Deze uitzondering wordt gegenereerd als u hebt geprobeerd toegang te krijgen tot een bestandssysteem dat niet bekend is door het Azure Data Lake Storage referentiepassthrough-cluster om veilig te zijn. Als u een niet-vertrouwd bestandssysteem gebruikt, kan het zijn dat een gebruiker in een Referentiepassthrough-cluster van Azure Data Lake Storage toegang krijgt tot de referenties van een andere gebruiker, zodat we niet toestaan dat alle bestandssysteemen die we niet vertrouwen veilig worden gebruikt.

Als u de set vertrouwde bestandssystemen op een Azure Data Lake Storage-referentiepassthrough-cluster wilt configureren, stelt u de Spark-configuratiesleutel spark.databricks.pyspark.trustedFilesystems op dat cluster in als een door komma's gescheiden lijst met de klassenamen die vertrouwde implementaties van org.apache.hadoop.fs.FileSystem zijn.

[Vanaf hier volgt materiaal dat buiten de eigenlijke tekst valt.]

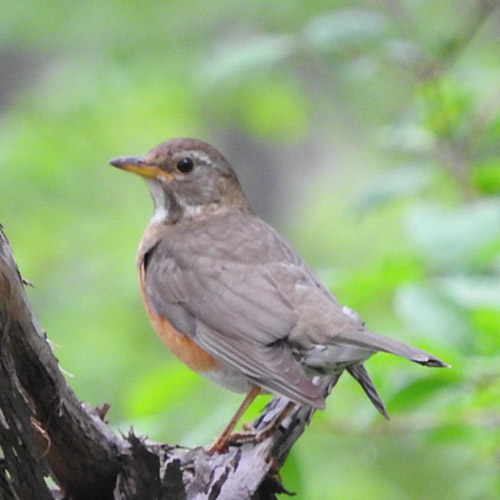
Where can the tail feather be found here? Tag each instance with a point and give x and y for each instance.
(359, 373)
(373, 341)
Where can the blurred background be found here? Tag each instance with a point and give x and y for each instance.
(367, 132)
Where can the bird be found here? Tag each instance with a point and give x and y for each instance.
(231, 298)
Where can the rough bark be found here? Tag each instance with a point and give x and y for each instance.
(46, 431)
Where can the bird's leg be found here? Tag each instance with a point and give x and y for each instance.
(269, 429)
(221, 443)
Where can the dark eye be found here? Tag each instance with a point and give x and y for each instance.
(185, 165)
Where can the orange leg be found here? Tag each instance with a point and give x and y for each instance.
(269, 429)
(221, 443)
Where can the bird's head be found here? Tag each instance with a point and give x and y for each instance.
(187, 178)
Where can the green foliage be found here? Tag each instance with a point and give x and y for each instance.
(379, 128)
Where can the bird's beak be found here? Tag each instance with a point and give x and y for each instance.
(139, 166)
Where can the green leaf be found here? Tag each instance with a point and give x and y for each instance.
(345, 28)
(472, 291)
(453, 239)
(233, 62)
(392, 184)
(486, 176)
(424, 310)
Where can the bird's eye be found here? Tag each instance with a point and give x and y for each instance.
(185, 165)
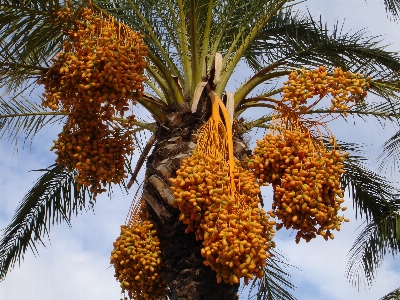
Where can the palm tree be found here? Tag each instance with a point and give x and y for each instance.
(194, 49)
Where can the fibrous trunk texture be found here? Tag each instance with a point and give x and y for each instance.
(186, 275)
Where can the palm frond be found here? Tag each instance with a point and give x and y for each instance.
(54, 198)
(390, 153)
(275, 284)
(392, 7)
(305, 42)
(393, 295)
(29, 39)
(20, 116)
(371, 193)
(376, 240)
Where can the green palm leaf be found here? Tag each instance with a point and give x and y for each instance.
(394, 295)
(53, 199)
(371, 193)
(275, 284)
(304, 42)
(390, 152)
(376, 240)
(19, 116)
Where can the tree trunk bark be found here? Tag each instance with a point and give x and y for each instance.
(185, 274)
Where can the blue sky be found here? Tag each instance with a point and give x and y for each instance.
(75, 262)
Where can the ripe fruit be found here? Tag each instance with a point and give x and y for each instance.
(344, 87)
(218, 200)
(305, 178)
(96, 76)
(138, 261)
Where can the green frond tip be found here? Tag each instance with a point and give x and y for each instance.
(372, 194)
(275, 284)
(53, 199)
(376, 240)
(23, 117)
(394, 295)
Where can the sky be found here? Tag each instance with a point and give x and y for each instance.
(75, 262)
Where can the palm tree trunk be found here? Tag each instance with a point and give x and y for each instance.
(185, 274)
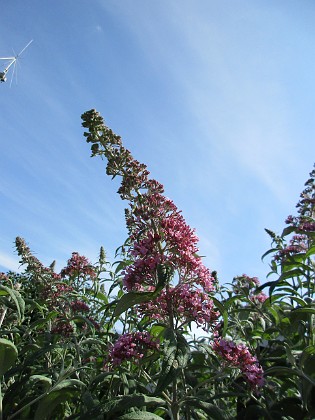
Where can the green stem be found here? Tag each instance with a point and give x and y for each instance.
(0, 402)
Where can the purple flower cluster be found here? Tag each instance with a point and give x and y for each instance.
(62, 327)
(188, 305)
(161, 236)
(297, 244)
(238, 355)
(79, 306)
(131, 346)
(78, 266)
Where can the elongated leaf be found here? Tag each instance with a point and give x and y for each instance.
(134, 298)
(130, 299)
(140, 415)
(43, 381)
(123, 403)
(212, 410)
(17, 299)
(176, 355)
(8, 355)
(224, 314)
(66, 390)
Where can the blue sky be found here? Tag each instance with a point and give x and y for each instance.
(217, 97)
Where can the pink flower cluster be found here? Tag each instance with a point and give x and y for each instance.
(78, 266)
(79, 306)
(238, 355)
(131, 346)
(161, 235)
(53, 291)
(158, 234)
(188, 305)
(297, 245)
(62, 327)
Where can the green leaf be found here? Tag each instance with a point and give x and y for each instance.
(135, 298)
(43, 381)
(176, 355)
(17, 299)
(64, 391)
(140, 415)
(224, 314)
(212, 410)
(8, 355)
(123, 403)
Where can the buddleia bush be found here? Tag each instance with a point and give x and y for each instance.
(115, 340)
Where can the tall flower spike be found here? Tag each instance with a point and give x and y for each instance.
(158, 233)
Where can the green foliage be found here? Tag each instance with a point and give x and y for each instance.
(58, 333)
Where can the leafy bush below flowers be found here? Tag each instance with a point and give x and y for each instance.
(114, 341)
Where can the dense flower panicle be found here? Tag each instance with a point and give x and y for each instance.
(188, 305)
(53, 291)
(297, 244)
(79, 306)
(63, 328)
(78, 266)
(157, 230)
(258, 298)
(238, 355)
(131, 346)
(244, 283)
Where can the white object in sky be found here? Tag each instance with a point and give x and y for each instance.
(12, 62)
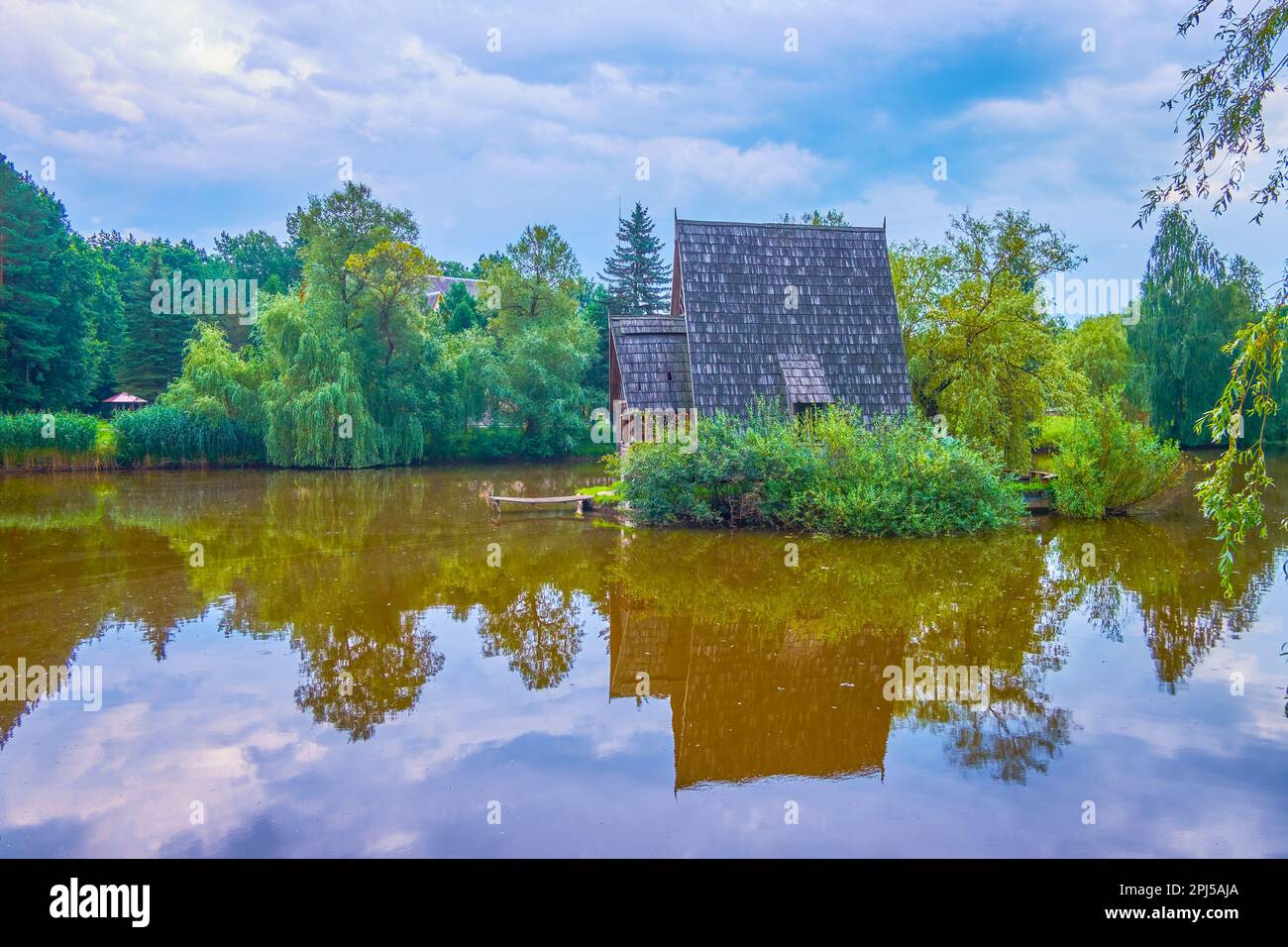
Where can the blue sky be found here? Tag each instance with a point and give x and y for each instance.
(183, 119)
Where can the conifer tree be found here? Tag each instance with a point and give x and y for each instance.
(636, 278)
(46, 339)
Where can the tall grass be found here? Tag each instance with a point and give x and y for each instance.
(162, 436)
(59, 441)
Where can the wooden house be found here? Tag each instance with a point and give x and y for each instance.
(805, 315)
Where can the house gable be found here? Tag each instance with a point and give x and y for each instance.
(802, 313)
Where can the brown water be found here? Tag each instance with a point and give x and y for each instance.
(339, 671)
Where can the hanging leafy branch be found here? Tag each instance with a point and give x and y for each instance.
(1222, 108)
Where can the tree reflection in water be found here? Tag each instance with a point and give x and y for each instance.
(768, 669)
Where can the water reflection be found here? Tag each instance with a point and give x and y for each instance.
(769, 671)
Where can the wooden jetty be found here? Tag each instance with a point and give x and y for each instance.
(1037, 497)
(583, 500)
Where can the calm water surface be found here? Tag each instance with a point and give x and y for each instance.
(347, 676)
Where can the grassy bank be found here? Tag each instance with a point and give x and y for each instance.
(831, 474)
(161, 436)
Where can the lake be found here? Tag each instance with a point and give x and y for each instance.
(376, 664)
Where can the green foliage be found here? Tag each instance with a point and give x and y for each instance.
(48, 351)
(1223, 110)
(48, 440)
(160, 434)
(636, 278)
(545, 343)
(1096, 348)
(217, 382)
(1232, 492)
(462, 309)
(980, 350)
(1190, 307)
(818, 218)
(257, 256)
(829, 474)
(1108, 464)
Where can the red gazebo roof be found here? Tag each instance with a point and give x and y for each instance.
(124, 398)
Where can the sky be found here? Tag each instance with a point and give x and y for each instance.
(183, 119)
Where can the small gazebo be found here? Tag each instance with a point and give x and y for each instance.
(124, 402)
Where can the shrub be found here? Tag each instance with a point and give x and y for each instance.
(829, 474)
(48, 441)
(168, 436)
(1108, 464)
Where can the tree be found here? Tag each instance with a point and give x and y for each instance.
(257, 256)
(638, 281)
(1223, 115)
(1096, 348)
(545, 342)
(355, 375)
(460, 308)
(1185, 317)
(156, 328)
(391, 279)
(980, 350)
(47, 346)
(340, 224)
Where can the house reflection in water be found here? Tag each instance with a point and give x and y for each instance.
(791, 706)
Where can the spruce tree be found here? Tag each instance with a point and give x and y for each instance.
(153, 350)
(44, 334)
(636, 278)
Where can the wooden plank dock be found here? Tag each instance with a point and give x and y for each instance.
(583, 500)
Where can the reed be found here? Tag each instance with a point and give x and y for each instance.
(54, 441)
(163, 436)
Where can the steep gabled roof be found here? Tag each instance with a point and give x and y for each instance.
(841, 342)
(653, 357)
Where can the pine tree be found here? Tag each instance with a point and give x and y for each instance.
(44, 334)
(636, 279)
(153, 350)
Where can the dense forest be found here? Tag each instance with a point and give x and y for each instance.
(339, 360)
(336, 357)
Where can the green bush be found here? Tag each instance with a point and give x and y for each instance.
(829, 474)
(168, 436)
(48, 440)
(1108, 464)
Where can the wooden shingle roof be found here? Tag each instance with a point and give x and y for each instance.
(653, 356)
(790, 311)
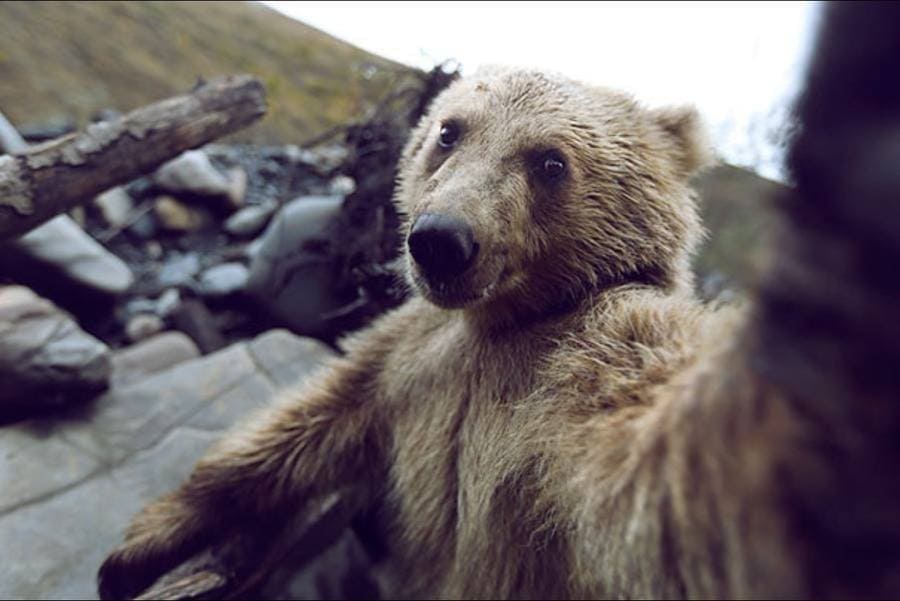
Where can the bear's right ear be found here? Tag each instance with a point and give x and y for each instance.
(685, 135)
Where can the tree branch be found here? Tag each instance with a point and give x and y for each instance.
(52, 178)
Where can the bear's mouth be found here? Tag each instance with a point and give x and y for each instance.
(459, 292)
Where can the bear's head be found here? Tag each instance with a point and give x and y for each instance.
(523, 192)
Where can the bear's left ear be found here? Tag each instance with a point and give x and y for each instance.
(685, 136)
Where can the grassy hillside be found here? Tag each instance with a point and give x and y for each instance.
(73, 58)
(736, 207)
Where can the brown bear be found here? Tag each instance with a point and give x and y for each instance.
(552, 414)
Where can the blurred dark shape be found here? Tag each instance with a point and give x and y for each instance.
(830, 307)
(368, 237)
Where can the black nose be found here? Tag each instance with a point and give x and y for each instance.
(442, 245)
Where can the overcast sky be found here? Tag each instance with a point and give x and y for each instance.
(737, 61)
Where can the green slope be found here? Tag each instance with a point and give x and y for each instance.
(73, 58)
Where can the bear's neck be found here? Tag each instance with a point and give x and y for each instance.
(521, 311)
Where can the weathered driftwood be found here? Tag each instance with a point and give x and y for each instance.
(242, 559)
(51, 178)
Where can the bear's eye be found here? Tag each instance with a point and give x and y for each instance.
(551, 166)
(449, 135)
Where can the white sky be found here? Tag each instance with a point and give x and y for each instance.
(737, 61)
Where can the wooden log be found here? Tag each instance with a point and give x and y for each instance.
(51, 178)
(242, 559)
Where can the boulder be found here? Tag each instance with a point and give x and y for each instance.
(46, 360)
(69, 486)
(292, 274)
(61, 249)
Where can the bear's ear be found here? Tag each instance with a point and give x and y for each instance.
(686, 137)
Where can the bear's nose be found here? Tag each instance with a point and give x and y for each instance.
(442, 245)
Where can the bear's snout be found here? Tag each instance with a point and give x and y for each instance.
(442, 245)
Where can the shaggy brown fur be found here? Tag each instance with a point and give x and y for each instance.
(563, 419)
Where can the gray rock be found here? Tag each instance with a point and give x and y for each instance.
(324, 159)
(237, 186)
(192, 173)
(60, 243)
(68, 487)
(223, 279)
(291, 274)
(168, 302)
(250, 220)
(150, 356)
(115, 205)
(46, 360)
(163, 306)
(179, 271)
(143, 326)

Het toevoegen van een partitie mislukt wanneer AzureCredentialNotFoundException referentiepassthrough is ingeschakeld

Wanneer u Hive 2.3-3.1 gebruikt en u probeert een partitie toe te voegen aan een cluster waarvoor referentiepassthrough is ingeschakeld, treedt deze volgende uitzondering op:

org.apache.spark.sql.AnalysisException: org.apache.hadoop.hive.ql.metadata.HiveException: MetaException(message:com.databricks.backend.daemon.data.client.adl.AzureCredentialNotFoundException: Could not find ADLS Gen2 Token

U kunt dit probleem omzeilen door partities toe te voegen aan een cluster zonder referentiepassthrough ingeschakeld.